Seçimler hayatın içinden bir kesittir. Önemli olan seçimlerin adil, eşitlikçi, hakkaniyetli
bir çerçevede gerçekleşmesidir. Seçimlerde iktidarda olmanın tüm olanaklarını kullanan Adalet ve Kalkınma Partisi, geçen 1 Kasım 2015 seçimlerine göre %7 puanlık bir kayıpla %42,56 oy, Recep Tayyip Erdoğan’da, Cumhur İttifakının katkısıyla % 0,80 artışla 52,59 oy alarak iktidarını korumuştur. İYİ Partinin
aldığı %10 civarındaki oy oranını ilk seçimleri olması dolayısıyla başarı
olarak addedebiliriz. Ancak Saadet Partisi %1,3 oy oranıyla beklenenin çok
altında kalmış, MHP, % 11.10 ile beklenenden fazla oy almış, HDP’de oy oranını
1 puan arttırarak % 11,70 ile gücünü korumuştur. Ana muhalefet partisi CHP’si ise bu
seçimlerde %22,65 oy oranında kalmıştır. 1 Kasım 2015 genel seçimlerine göre oy
kaybı %2,67’dir.
İktidar partisi 16 yılın sonunda
yıprandıkları için oy kaybı yaşarken, CHP’si bu sürede iktidar olmadığı halde
neden oy kaybı yaşamıştır? Bu sorunun yanıtını, başta CHP genel başkanı olmak üzere partinin tüm kademeleri vermek zorundadır. CHP’sinin kendi içinden çıkardığı
cumhurbaşkanı adayı Muharrem İnce seçimlerde bir rüzgar estirdi. Sayın İnce, ekibiyle birlikte % 30,64 oy alarak CHP’sinin klasik oyunu geçmiştir. CHP’de başarı için yalnızca liderin
değişmesi yetmez. Bununla birlikte parti içinde sistemin de değişmesi gerekir.

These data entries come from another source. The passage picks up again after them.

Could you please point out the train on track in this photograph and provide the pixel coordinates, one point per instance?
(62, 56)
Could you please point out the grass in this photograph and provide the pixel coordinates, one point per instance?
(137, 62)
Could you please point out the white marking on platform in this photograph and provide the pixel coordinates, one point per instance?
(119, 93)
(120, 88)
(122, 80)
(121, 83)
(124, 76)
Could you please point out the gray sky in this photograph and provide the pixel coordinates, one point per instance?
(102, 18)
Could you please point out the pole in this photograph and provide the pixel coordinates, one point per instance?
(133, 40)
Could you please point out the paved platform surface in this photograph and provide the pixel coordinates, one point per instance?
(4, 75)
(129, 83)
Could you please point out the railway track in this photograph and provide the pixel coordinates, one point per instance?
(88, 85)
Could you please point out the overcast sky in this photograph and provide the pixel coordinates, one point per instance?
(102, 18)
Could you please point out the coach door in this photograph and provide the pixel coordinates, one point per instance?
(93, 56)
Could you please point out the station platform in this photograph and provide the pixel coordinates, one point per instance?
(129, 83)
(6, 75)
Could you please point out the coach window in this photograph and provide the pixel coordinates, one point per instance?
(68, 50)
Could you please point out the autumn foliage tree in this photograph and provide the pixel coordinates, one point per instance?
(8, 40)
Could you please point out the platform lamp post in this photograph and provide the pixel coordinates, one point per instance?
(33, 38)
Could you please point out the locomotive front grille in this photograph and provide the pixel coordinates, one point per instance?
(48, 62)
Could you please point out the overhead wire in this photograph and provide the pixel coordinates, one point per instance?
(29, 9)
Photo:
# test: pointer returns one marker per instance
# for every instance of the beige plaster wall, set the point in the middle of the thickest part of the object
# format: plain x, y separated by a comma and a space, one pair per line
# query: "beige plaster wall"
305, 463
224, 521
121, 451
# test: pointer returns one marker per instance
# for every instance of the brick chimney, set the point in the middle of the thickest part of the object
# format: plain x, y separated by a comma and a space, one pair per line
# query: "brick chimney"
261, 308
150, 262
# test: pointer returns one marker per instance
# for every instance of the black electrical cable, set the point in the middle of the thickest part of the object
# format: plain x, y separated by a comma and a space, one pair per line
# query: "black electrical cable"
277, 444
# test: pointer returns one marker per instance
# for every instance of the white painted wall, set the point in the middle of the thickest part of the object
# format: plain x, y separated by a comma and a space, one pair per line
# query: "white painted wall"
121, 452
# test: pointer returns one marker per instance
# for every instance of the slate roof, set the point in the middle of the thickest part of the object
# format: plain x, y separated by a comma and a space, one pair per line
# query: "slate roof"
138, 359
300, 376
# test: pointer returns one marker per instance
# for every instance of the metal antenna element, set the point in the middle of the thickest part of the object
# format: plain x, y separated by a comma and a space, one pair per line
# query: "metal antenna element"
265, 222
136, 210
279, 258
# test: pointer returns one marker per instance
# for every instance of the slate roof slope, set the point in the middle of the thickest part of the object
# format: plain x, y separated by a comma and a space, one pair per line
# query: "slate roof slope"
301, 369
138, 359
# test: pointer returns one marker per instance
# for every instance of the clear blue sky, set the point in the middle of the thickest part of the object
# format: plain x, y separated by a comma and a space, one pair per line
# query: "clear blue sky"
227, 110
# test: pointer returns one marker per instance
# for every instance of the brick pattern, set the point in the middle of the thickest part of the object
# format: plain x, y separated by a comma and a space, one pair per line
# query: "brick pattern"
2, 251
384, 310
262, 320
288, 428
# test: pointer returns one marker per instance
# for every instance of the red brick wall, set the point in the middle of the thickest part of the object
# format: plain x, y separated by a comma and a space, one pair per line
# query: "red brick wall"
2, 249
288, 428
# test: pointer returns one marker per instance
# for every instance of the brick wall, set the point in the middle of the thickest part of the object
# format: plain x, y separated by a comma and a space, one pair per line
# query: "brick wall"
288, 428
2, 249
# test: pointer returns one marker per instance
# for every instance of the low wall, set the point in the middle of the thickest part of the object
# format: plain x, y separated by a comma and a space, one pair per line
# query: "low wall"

Bunun yolu her yerde ön seçimden geçer. Milletvekillerinin ve belediye
başkanlarının atama yetkisinin genel merkezden (genel başkandan) alınıp,
üyelere veya delegelere verilmesi gerekir. Bunlar olmazsa, partide yenileşme ve değişim olmaz.